Chris Hedges
Extrait de l’ouvrage: Enclaves lexicales impénétrables, élites incultes et absence de débat
Dernièrement, j’ai vu une ex-camarade de classe de Harvard; elle est maintenant prof de théologie. Quand je lui ai demandé ce qu’elle enseignait, elle m’a inondé d’un torrent de termes abscons issus du jargon de sa spécialité. Malgré trois années passées au séminaire, je n’ai strictement rien compris de ce qu’elle m’a dit.
Cet enfermement dans des enclaves lexicales impénétrables est le fait de toutes les facultés et disciplines universitaires des Etats-Unis. Plus les universités produisent de diplômés à l’esprit atrophié, plus la société est envahie de ces étranges spécialistes qui parlent un mystérieux langage codé pour ne pas avoir à communiquer véritablement.
Aveuglément, les experts maintiennent la hiérarchie capitaliste qu’on ne leur a jamais appris à remettre en cause et toisent avec un mépris à peine voilé ceux de leurs concitoyens qui ne saisissent rien de leur discours et de leurs écrits.
Selon tous les critères propres à la tradition occidentale, ces spécialistes ont incultes. Il sont incapables d’appréhender le rapport essentiel entre pouvoir et moral. Ils ont oublié, s’ils l’ont jamais su, que les traditions morales sont le produit de la civilisation. Ils en savent d’ailleurs très peu sur leur propre civilisation, si bien qu’ils ignorent comment en assurer la pérennité.
Les dialectes confidentiels que parlent les élites contemporaines font obstacle à la communication et au sens commun. Les escros de la finance et les économistes qui ont bricolé le système financier américain persistent à s’adresser à nous dans le langage ésotérique des spécialistes de Wall Street et des grandes écoles de gestion. En employant des termes comme « titrisation, désendettement, fonds commun de créances » ou « couverture de défaillance », ils excluent leurs concitoyens du débat.

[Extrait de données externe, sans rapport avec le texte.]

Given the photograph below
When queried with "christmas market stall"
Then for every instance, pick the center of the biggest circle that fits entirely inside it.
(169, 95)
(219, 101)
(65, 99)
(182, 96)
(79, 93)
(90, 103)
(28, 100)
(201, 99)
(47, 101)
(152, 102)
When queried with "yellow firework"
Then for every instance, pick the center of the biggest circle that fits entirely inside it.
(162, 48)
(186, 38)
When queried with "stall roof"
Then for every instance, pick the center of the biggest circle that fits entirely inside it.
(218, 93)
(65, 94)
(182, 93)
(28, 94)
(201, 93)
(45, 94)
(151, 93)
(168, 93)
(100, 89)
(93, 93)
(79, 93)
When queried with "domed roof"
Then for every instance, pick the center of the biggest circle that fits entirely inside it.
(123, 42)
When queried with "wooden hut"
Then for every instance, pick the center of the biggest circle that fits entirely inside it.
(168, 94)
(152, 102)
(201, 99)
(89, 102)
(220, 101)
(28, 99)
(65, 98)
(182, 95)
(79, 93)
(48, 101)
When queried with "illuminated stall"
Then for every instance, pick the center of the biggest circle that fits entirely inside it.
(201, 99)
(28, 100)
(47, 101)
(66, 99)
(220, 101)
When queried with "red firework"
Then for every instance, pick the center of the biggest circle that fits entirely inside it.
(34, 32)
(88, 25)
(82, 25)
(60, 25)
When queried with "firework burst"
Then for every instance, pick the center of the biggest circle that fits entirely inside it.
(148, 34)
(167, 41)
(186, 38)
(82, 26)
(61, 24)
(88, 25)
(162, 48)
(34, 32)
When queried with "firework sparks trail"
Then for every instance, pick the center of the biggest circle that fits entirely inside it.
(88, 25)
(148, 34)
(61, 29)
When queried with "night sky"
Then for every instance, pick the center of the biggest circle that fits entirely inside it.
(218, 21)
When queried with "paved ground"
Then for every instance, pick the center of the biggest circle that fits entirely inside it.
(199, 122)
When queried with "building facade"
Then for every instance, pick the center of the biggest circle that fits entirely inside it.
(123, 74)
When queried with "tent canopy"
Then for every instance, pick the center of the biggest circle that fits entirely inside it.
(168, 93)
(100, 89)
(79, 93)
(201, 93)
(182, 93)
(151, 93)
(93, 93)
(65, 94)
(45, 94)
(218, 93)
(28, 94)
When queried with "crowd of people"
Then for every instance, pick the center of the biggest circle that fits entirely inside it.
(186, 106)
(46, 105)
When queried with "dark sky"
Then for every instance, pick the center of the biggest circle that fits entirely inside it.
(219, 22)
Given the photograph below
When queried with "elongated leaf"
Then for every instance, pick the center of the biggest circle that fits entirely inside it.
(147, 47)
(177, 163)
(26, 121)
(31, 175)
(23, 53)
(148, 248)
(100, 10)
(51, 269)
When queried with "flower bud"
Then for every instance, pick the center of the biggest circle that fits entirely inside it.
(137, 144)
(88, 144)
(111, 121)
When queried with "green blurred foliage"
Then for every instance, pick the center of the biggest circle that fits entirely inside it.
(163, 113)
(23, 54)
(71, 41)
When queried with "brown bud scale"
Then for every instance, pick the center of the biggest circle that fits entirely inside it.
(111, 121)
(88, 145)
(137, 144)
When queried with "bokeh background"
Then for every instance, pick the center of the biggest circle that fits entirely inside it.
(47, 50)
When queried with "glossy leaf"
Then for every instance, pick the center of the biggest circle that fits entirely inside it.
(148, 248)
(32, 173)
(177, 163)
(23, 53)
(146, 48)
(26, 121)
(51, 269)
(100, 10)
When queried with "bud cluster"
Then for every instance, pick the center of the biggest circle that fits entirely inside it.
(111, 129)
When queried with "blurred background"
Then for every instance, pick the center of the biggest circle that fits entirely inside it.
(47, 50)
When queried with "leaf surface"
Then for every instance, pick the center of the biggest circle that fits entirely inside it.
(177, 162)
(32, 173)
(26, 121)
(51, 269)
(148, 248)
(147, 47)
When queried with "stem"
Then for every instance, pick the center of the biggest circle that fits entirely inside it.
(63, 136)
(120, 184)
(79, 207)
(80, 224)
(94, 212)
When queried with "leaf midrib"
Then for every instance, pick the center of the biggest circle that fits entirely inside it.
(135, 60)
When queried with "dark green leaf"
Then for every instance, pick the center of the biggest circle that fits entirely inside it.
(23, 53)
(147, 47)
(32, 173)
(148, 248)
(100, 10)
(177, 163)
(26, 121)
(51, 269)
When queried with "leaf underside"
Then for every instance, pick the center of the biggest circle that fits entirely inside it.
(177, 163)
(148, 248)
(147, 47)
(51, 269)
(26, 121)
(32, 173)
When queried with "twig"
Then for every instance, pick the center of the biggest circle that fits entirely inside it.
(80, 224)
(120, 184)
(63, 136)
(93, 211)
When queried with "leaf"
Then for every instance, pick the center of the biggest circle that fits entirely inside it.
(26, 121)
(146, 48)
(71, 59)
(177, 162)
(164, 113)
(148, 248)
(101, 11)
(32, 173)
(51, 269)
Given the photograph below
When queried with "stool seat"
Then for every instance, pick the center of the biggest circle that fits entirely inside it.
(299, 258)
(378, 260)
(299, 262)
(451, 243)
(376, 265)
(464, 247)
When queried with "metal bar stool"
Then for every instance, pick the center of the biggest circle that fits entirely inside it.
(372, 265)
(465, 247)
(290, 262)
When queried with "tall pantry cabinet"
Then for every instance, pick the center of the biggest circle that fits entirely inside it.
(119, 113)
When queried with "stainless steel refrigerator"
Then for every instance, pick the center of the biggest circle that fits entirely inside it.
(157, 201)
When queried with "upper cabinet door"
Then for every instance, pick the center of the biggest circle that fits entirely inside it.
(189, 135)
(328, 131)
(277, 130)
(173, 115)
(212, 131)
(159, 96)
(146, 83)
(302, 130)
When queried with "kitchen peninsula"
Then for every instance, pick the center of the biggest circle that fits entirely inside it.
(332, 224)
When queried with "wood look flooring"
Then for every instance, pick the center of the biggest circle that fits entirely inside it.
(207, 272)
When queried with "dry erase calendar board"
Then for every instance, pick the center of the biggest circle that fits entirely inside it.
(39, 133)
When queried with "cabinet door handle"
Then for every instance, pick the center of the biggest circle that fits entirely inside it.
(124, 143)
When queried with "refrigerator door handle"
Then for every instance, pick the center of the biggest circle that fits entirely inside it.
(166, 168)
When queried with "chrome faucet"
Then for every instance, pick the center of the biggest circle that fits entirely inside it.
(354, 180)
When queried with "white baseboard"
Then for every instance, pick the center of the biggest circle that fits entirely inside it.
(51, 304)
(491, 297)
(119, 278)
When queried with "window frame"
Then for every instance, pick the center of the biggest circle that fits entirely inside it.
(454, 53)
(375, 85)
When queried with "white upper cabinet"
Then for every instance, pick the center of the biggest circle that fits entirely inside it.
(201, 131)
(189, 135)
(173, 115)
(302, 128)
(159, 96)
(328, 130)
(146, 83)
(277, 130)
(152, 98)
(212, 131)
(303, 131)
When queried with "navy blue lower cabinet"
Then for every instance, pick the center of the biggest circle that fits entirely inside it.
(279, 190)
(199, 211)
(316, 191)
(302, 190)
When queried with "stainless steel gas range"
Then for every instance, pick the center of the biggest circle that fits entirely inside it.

Extrait de l’ouvrage: Les photos de la prison d’Abu Ghraid en Iraq de 2006
Les photos de la prison d’Abu Ghraid qui on été publiées en 2006, de même que les centaines d’autres resté classifiées, pourraient tout aussi bien avoir été prises sur le plateau d’un film porno. L’une d’elles montre un homme agenouillé devant un autre comme s’il faisait une fellation; sur une autre, on voit un prisonnier tenu en laisse par une soldate américaine. Il y a aussi des clichés d’hommes nus et enchaînés, ou encore d’un groupe de captifs nus, empilés les uns sur les autres même le sol, dans une scène évoquant un « gang bang » carcéral.
Des centaines d’autres photos, qui sont tenues secrètes mais que des membres du Congrès américain ont pu voir à huis clos, montrent des prisonniers irakiens contraints à des séances de masturbation forcée et à des actes sexuels simulés. On rapporte également l’existence d’images de relations sexuelles entre gardiens.
Toutes ces photographies témoignent de l’existence d’un puissant courant de brutalisé sexuelle et perverse dans la culture contemporaine. Elles emploient le même langage que la pornographie, la lutte professionnelle, la télé-réalité, les vidéoclips et la culture d’entreprise: celui du contrôle absolu, de la domination totale, de la haine raciale, du fétichisme de l’esclavage, de la soumission et de l’humiliation. Bref, le langage d’un monde sans pitié.